I called for my roommate. He didn’t answer. I haven’t seen him since then. His car’s here, and nobody on campus has seen him. Or his girlfriend. They just vanished.
I threw the cookies on the counter out. But this morning they were back. More this time, maybe 3 dozen, all piled sloppily on one another.
What was happening??
I pulled the recipe note from where I stashed it with the others. Not sure why, but it made sense at the time. Check the notes. That’s what we do in classes. This time though, the note had something to show me.
Symbols on the page. Tiny weaving symbols, dotting the note, curled in the spaces between letters, peeking from the edges of lines. I must have seen those before…didn’t I? Why didn’t I remember them?
“—yes? Who is this?”
“Mom! Oh god. The recipe Mom, the one you gave me when I left for college. Where did you get it?”
“Oh! Hello dear. The recipe?”
“The cookie recipe!”
“Oh, that! Yes of course. I got it from Grandma’s old spell book.”
The scraping came harder against the door.
“Mom?! What spell book?’
“…oh. Oh dear. I shouldn’t have said that.”
“What the hell Mom?” I could feel my heart hammering faster.

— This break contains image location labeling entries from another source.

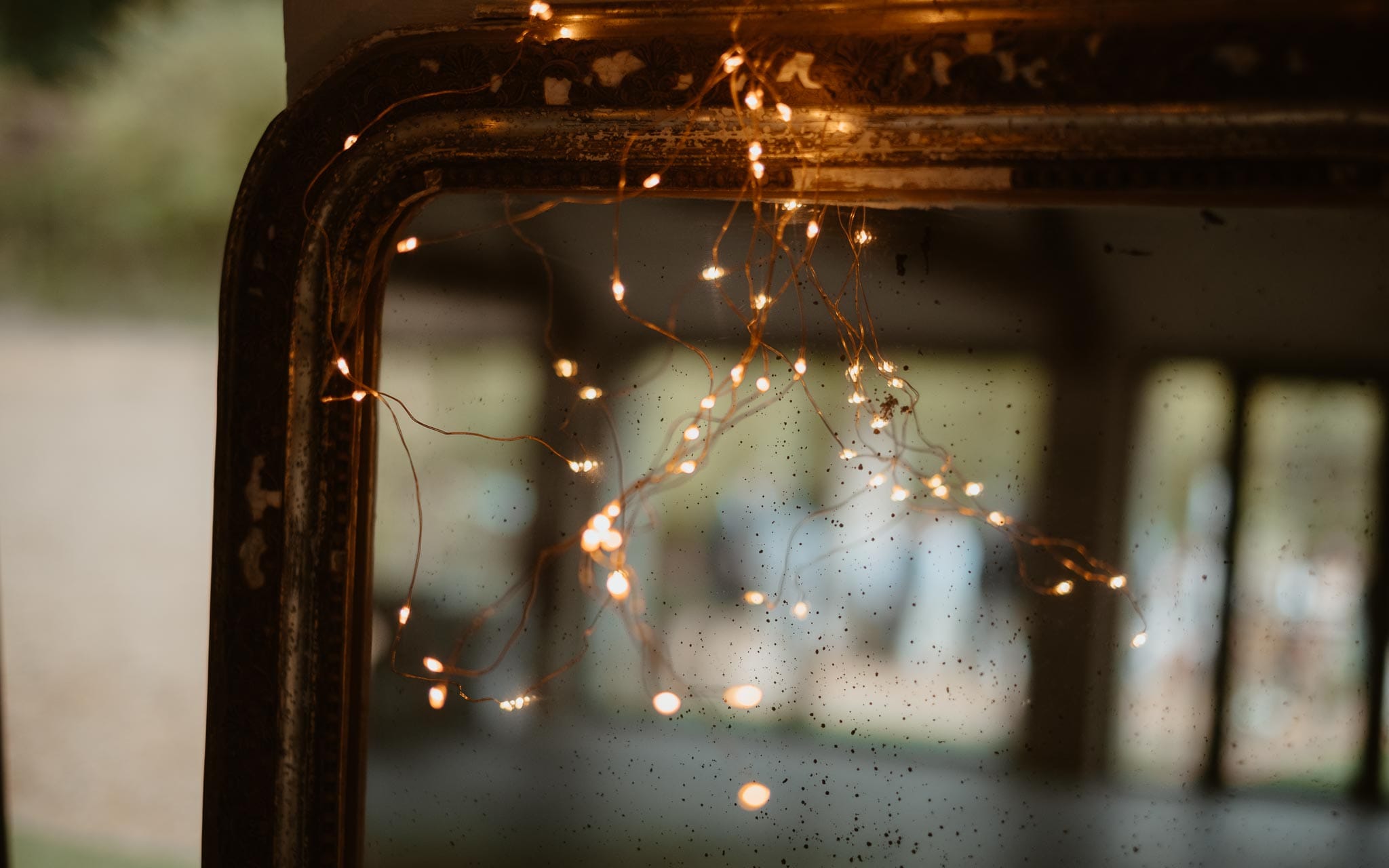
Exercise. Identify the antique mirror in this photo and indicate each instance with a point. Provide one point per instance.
(743, 434)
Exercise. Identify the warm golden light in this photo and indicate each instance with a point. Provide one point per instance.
(617, 585)
(743, 696)
(754, 796)
(666, 703)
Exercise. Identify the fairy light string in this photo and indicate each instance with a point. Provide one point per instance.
(907, 470)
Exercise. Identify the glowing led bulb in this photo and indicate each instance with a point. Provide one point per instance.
(743, 696)
(617, 585)
(754, 796)
(666, 703)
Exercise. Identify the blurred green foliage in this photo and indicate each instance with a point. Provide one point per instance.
(117, 181)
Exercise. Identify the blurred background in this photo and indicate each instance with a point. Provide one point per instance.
(1198, 392)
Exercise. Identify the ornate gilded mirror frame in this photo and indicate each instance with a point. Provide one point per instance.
(962, 102)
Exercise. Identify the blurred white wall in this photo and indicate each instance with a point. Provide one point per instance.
(106, 505)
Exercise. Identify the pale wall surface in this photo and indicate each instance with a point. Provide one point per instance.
(106, 509)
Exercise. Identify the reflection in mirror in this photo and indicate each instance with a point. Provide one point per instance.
(869, 666)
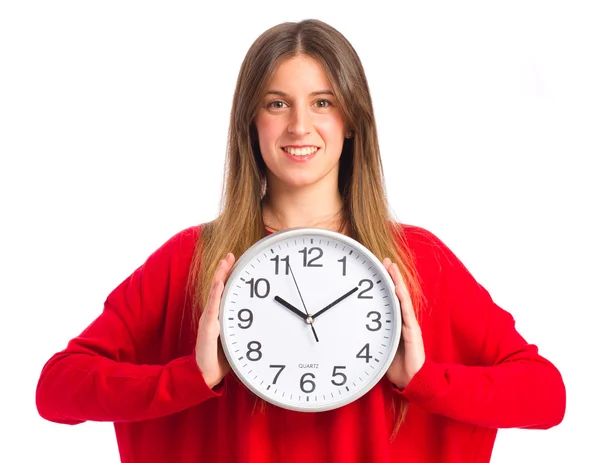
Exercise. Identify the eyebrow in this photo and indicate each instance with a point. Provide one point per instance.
(318, 92)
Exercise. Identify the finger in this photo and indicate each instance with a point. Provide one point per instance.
(386, 263)
(408, 312)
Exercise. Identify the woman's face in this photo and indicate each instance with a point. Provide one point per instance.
(300, 127)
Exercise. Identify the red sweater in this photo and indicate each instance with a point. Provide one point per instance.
(134, 366)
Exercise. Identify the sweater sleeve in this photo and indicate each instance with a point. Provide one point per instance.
(107, 373)
(504, 382)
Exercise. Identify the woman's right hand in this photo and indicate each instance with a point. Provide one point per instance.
(209, 353)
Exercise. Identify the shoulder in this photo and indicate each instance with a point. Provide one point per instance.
(421, 242)
(432, 257)
(179, 246)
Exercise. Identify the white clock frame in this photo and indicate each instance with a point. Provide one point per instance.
(255, 257)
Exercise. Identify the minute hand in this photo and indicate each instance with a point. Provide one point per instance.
(339, 299)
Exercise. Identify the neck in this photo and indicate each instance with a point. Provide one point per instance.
(303, 208)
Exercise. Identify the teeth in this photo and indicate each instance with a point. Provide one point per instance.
(300, 151)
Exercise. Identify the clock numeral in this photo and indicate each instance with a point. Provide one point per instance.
(311, 263)
(342, 376)
(285, 259)
(245, 319)
(377, 322)
(311, 384)
(370, 287)
(281, 368)
(366, 355)
(255, 289)
(343, 261)
(254, 354)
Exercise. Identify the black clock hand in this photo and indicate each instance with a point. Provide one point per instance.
(308, 319)
(289, 306)
(340, 299)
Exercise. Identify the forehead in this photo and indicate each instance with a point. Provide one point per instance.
(300, 73)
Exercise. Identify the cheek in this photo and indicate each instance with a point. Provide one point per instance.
(333, 130)
(268, 130)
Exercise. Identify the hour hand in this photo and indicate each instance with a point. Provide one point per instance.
(289, 306)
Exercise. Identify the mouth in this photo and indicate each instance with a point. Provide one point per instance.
(300, 151)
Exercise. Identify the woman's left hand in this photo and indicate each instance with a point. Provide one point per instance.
(411, 354)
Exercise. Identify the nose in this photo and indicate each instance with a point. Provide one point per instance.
(300, 121)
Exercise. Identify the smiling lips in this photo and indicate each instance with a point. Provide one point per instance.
(300, 151)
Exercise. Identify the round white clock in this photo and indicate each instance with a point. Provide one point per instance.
(309, 319)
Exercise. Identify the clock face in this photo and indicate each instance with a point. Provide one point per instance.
(309, 319)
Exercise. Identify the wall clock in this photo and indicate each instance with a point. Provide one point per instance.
(309, 319)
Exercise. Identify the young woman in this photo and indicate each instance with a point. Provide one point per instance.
(303, 151)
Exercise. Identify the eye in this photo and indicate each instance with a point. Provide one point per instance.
(323, 103)
(277, 104)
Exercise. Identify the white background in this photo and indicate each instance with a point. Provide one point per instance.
(113, 122)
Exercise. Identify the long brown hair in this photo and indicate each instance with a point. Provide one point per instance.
(361, 182)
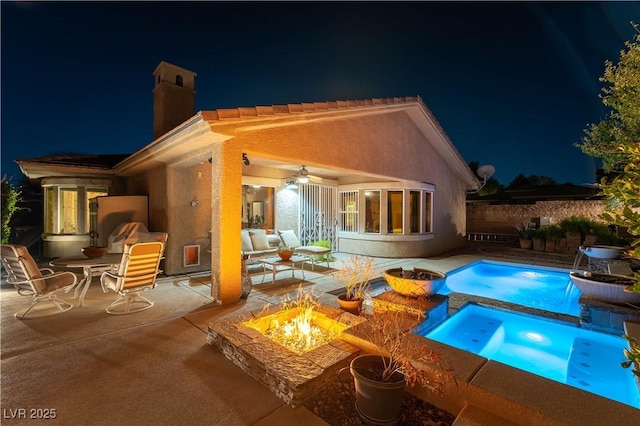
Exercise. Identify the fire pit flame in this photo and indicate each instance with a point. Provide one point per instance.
(299, 331)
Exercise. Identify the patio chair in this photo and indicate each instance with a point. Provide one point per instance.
(43, 284)
(290, 239)
(137, 272)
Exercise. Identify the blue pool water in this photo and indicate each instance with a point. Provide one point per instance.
(559, 351)
(549, 289)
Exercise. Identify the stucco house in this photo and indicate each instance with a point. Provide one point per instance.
(383, 179)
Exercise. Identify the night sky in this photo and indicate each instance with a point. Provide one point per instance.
(512, 84)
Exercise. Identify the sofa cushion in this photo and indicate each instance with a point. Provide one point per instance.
(289, 238)
(259, 240)
(246, 241)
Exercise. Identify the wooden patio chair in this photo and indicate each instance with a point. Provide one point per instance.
(42, 283)
(136, 273)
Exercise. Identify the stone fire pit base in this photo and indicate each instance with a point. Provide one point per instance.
(293, 378)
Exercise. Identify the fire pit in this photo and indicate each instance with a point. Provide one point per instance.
(294, 371)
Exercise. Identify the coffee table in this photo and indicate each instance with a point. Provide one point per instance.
(278, 265)
(87, 265)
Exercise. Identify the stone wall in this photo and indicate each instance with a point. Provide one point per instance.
(502, 219)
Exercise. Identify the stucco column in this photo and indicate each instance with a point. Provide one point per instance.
(226, 211)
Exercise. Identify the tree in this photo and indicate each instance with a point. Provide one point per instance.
(10, 198)
(616, 140)
(621, 96)
(492, 186)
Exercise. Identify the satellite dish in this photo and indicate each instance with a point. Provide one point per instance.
(486, 171)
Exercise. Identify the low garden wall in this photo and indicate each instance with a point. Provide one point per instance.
(502, 219)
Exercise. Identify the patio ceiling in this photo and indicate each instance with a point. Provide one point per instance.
(276, 169)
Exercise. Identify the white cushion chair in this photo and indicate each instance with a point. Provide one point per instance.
(137, 272)
(290, 239)
(43, 284)
(255, 244)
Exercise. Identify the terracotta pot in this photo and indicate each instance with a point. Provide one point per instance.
(353, 306)
(377, 402)
(608, 288)
(415, 283)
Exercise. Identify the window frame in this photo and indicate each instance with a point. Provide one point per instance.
(53, 193)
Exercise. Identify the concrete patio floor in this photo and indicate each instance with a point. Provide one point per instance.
(155, 367)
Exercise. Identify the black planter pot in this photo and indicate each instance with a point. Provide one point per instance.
(377, 402)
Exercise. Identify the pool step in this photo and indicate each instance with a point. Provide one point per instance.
(475, 332)
(584, 370)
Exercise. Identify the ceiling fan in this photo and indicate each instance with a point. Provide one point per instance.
(304, 176)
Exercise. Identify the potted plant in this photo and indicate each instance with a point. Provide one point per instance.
(354, 276)
(553, 234)
(398, 359)
(285, 252)
(524, 230)
(538, 236)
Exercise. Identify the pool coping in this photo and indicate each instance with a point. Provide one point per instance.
(512, 396)
(516, 396)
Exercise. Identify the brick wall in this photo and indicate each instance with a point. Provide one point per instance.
(502, 219)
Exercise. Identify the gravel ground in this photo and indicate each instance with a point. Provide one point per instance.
(336, 405)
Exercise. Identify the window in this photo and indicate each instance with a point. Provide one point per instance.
(394, 211)
(414, 212)
(427, 209)
(349, 211)
(387, 208)
(66, 207)
(372, 211)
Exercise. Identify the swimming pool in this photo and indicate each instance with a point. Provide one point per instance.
(549, 289)
(587, 360)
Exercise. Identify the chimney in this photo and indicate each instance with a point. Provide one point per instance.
(174, 97)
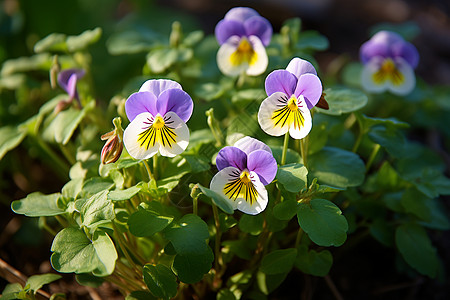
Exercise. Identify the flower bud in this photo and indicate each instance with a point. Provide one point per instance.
(113, 147)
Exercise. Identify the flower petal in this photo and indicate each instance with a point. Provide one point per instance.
(131, 137)
(250, 198)
(177, 101)
(174, 138)
(280, 81)
(227, 28)
(310, 87)
(266, 112)
(231, 157)
(240, 14)
(258, 65)
(299, 132)
(157, 86)
(249, 144)
(260, 27)
(140, 102)
(298, 67)
(264, 164)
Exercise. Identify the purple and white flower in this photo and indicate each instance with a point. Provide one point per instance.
(158, 113)
(291, 94)
(243, 35)
(389, 63)
(244, 171)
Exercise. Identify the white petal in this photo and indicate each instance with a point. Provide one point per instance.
(230, 174)
(266, 112)
(367, 75)
(259, 65)
(135, 147)
(229, 65)
(169, 147)
(409, 79)
(302, 131)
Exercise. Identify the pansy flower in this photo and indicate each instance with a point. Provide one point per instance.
(291, 94)
(389, 63)
(244, 171)
(243, 35)
(158, 113)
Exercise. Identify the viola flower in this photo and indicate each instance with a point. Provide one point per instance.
(244, 171)
(243, 35)
(389, 63)
(158, 113)
(291, 94)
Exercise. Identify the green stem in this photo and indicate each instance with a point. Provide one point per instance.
(372, 156)
(304, 151)
(299, 237)
(217, 256)
(149, 172)
(285, 147)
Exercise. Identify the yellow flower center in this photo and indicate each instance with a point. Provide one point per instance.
(388, 71)
(244, 53)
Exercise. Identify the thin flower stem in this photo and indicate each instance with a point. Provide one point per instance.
(304, 151)
(285, 147)
(299, 237)
(217, 255)
(372, 156)
(149, 172)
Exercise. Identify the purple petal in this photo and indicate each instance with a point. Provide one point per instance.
(240, 14)
(259, 27)
(262, 163)
(231, 157)
(249, 144)
(64, 76)
(406, 51)
(310, 87)
(177, 101)
(298, 67)
(157, 86)
(140, 102)
(280, 81)
(227, 28)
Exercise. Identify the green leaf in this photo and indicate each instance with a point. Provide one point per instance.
(313, 40)
(38, 205)
(278, 261)
(218, 200)
(120, 195)
(80, 42)
(251, 224)
(292, 177)
(337, 167)
(313, 262)
(415, 246)
(146, 223)
(286, 210)
(323, 222)
(415, 202)
(191, 267)
(188, 235)
(73, 251)
(97, 210)
(10, 138)
(160, 280)
(35, 282)
(343, 100)
(52, 42)
(160, 59)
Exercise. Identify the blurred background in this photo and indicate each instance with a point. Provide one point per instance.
(346, 24)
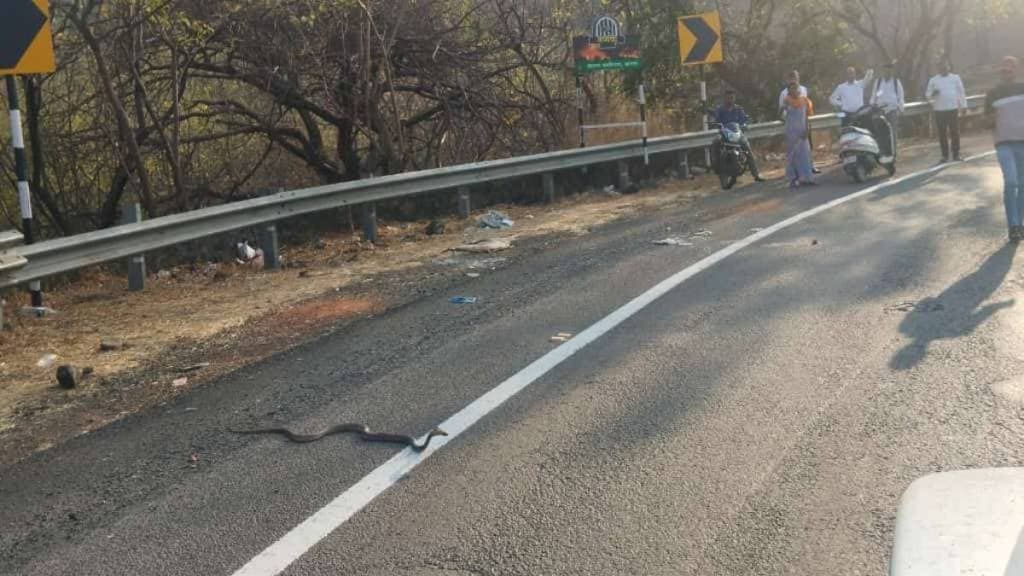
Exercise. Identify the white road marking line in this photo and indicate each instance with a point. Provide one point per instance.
(300, 539)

“Well, I didn’t think this would happen so soon. But don’t worry, the insurance is all arranged.”
“Insurance? What?”v
Something wiggled under the door’s bottom. I stepped on it without thinking. My shoe came away sticky with chocolate.
The door bowed inward once as something heavy slammed into it. Then again. My mouth went dry as desert sand.
“I never wanted children,” my mother’s voice pronounced in my ear. There was a relish to the words. A thrill.
The door’s frame cracked. More pounding made it quake. It would give way any second.
I looked for an escape. My heart pounded in my ears. The window! I ran over to it. Cookies covered the sill. Some flapped up and down like jaws opening.
“Goodbye dear…”
The door burst inward. A tsunami of cookies roared through, crashing over me.